Jamaica loses ‘That Wonderful Sound’: Dobby Dobson dead at 78

July 29, 2020



The Loving Pauper is dead. 

Rocksteady-reggae legend Dobby Dobson passed away 4pm Tuesday at a hospital in Florida, reportedly from complications caused by the COVID-19 virus. He was 78. 

“As I was told, Dobby had Alzheimer’s and he was in a nursing home, and contracted the COVID-19 virus, and he died in a Florida hospital at 4 pm,” music insider Tommy Cowan told Loop News

“I was personally impacted by Dobson at KC (Kingston College) because of my group, the Merricoles, which later became The Jamaicans. My friends, Flats and Norris Weir sang with Dobby in the choir at KC. Also Fuzzy Byfield, and Howard Barrett sang with Dobby Dobson before Barrett went on to the Paragons, in a group, Dobby and the Deltas,” Cowan reminisced.

Dobson began singing while a student at Central Branch School in Kingston and at Kingston College, where he sang in the chapel choir, and successfully took part in Vere Johns Opportunity Hour talent contest as a member of The Twilights.

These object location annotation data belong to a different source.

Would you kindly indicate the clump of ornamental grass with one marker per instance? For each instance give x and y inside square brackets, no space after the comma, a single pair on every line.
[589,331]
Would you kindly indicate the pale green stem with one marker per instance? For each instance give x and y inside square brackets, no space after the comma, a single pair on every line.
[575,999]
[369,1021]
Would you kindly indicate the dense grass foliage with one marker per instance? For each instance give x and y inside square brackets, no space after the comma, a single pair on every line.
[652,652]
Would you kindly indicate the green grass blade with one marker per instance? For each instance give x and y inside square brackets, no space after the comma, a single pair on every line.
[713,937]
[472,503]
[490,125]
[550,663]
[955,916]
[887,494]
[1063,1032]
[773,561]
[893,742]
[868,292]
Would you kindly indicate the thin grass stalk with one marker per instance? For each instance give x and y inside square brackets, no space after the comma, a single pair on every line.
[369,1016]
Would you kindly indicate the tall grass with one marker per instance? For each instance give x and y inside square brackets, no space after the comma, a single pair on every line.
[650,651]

While at Kingston College he wrote the doo-wop song “Cry a Little Cry” as a tribute to his biology teacher. He recruited a group of schoolmates from the Delta stream at the college to back him on a recording of the song, under the aforementioned name, Dobby Dobson and the Deltas; The group included Howard Barrett (who later formed The Paragons). Released by Lyndon and Sonia Pottinger’s Tip-Top label in 1959, it topped the RJR charts that year.

Leaving school in 1959, Dobson went on record with Charles Josephs as part of the duo Chuck and Dobby, before becoming a solo artist in the early 1960s, again recording for Pottinger. He later moved on to work with both Coxsone Dodd and Duke Reid, recording as a member of both The Virtues and The Sheiks, and recorded “Loving Pauper” with Reid, which became his signature tune.

“Bobby had a sweet voice, when you heard it, you would always be like OMG. I always say, he was a crooner who sang reggae songs. Regardless of whatever he sings, it always comes out heart-shaped. When you look at songs like Loving Pauper and Seems to Me I’m Losing You, he was just amazing,” Cowan said.

Despite his musical success, Dobson kept his job as a salesman and proof-reader for The Jamaica Gleaner. In 1971, he recorded “That Wonderful Sound”, a Tom Jones cover, for Rupie Edwards, which sold over 40,000 copies in the Caribbean, and was followed up by the equally successful “Endlessly”, which was also a minor hit on the UK Singles Chart.

Disappointing album sales led Dobson to move into production, including The Meditations’ late 1970s albums Message From The Meditations and Wake Up, as well as early work by Barrington Levy. 

In 1979, Dobson emigrated to New York City, where he worked in real estate, although he would still occasionally visit the recording studio, and performed at both the Reggae Sunsplash and the Reggae Sumfest festivals. He continued to be popular with international fans, and was still releasing albums.

Dobson was featured in a 2009 3-D documentary called Dobby Dobson: An Interview with Jamaica’s Music Ambassador, which had the tagline: “See The Double-D in 3D”.

Cowan said that Dobson, despite his mild-mannered temperament was a “quiet storm”.

“He could get upset, in his own quiet way, so he could show anger, but he would express it deeply while saying it softly…a real quiet storm,” Cowan said. 

On 6 August 2011, the Governor-General of Jamaica conferred the Order of Distinction in the rank of Officer (OD) upon Dobson, for his contribution to reggae music and representation of Jamaican culture.

In later years, Dobson became a born-again Christian and recorded several gospel albums. 

“We would meet ever so often, and he performed extensively at a lot at churches in Florida; he and Norris (Weir) did a lot of shows together, and when he would turn up at the church, the members  would always ask for That  Wonderful Sound, they loved that song,” Cowan said. 

Cowan himself recorded a cover of a Paul Anchor song, ‘Having My Baby’ with Dobby Dobson in 1977. 

“We will miss that wonderful, wonderful sound. Dobby was a special talent, an ambassador for our music.” Cowan said.